Ol' Blue Eyes Is Back: The long-rumored return of Frank Sinatra to Capitol Records is official and will be celebrated in a new album of eclectic duets with 13 pop stars including U2's Bono singing an update of "I've Got You Under My Skin." Due out in mid-October, the album was recorded in Hollywood this summer with a 62-piece orchestra. The rest of the album's line-up consists of the 77-year-old Sinatra singing "What Now My Love" with Aretha Franklin, "I've Got a Crush on You" with Barbra Streisand, "The Lady Is a Tramp" with Luther Vandross, "New York, New York" with Tony Bennett, "They Can't Take That Away From Me" with Natalie Cole, "Witchcraft" with Anita Baker, "Come Rain or Come Shine" with Gloria Estefan, "I've Got the World on a String" with Liza Minnelli, "Guess I'll Hang My Tears Out to Dry" with Carly Simon, "You Make Me Feel So Young" with Charles Aznavour, "Summer Wind" with Julio Iglesias, and a medley of "All the Way"/"One for My Baby" with Kenny G. Meanwhile, Sinatra makes a rare television appearance Oct. 3 when he stars as himself on Fox's "Daddy Dearest."

STAGE

Pasadena Season Announced: Three West Coast premieres will make up the winter/spring season at Pasadena Playhouse. Catherine Butterfield's "Joined at the Head," a 1992 play about a novelist who discovers her high school sweetheart has married a woman with the same name, will open the season, Jan. 16-Feb. 20. A.R. Gurney's "The Fourth Wall," another 1992 play about a suburban woman who transforms her emptied nest into an imaginary stage set, is slated for March 20-April 24. And Bernard Slade's 1982 comedy "Special Occasions," a two-actor play about an estranged couple who meet at a series of parental occasions, is set for May 15-June 19.

ART

Turner Painting on View: "Van Tromp Going About to Please His Masters, Ships at Sea, Getting a Good Wetting," an important seascape by the 19th-Century English Romantic painter J.M.W. Turner that the J. Paul Getty Museum bought for a record price of more than $16 million in February, was placed on view at the Malibu museum this week.

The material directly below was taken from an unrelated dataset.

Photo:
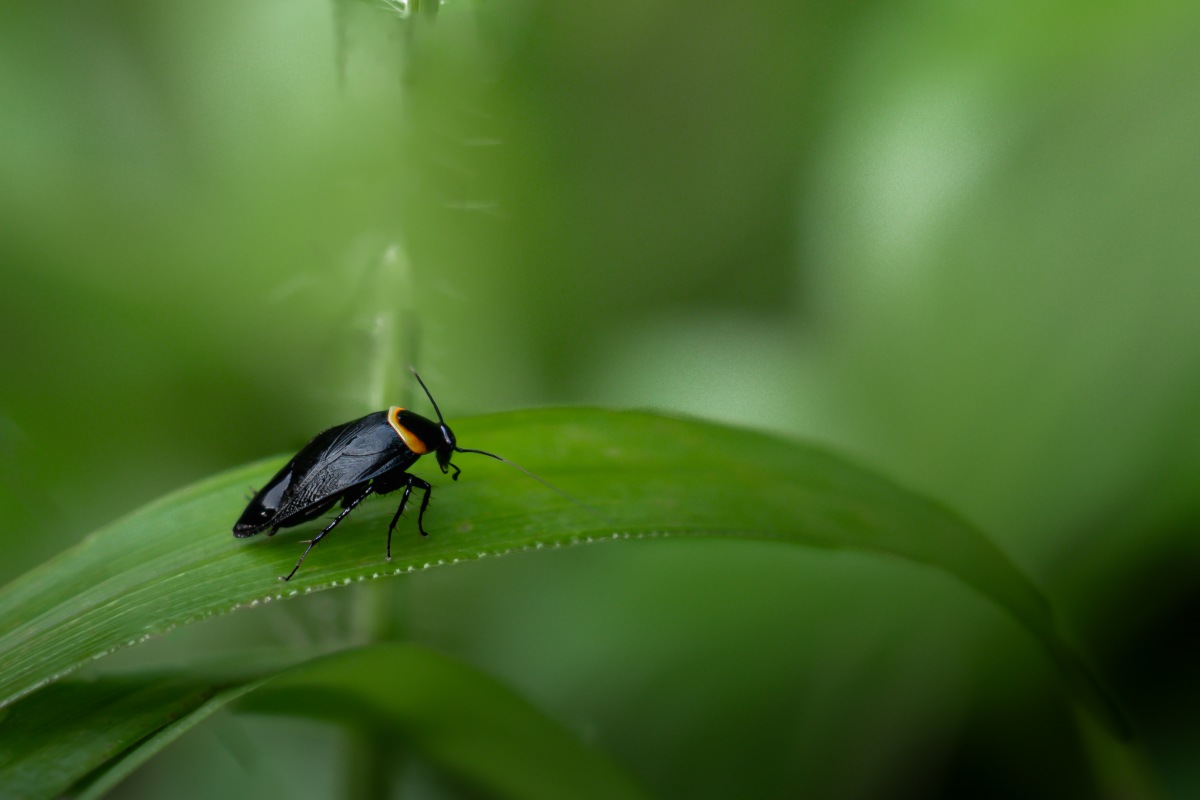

The painting generated much controversy about whether such paintings should be allowed to leave Britain when it was sold by London's Royal Holloway College to finance repairs and maintenance at the school.

QUICK TAKES

Despite published reports Wednesday that the Wal-Mart chain was apparently refusing to carry Nirvana's new CD, "In Utero" because of cover art depicting science class-type models of embryo dolls, a Geffen spokeswoman said that the record company had received no word of such a ban by Wal-Mart and was considering the report "a non-issue." A Wal-Mart spokesman did not return phone calls from The Times. . . . The Disney Channel's remake of the classic "Heidi" story, MGM's feature film "Benny & Joon" and the triple-Emmy-winning CBS series "Picket Fences" were named recipients of the first Catholics in Media awards, which will be presented Sunday in Beverly Hills. Recipients are honored for depicting "what it means to be human, to struggle, to triumph and to reach for the spiritual dimensions of our lives."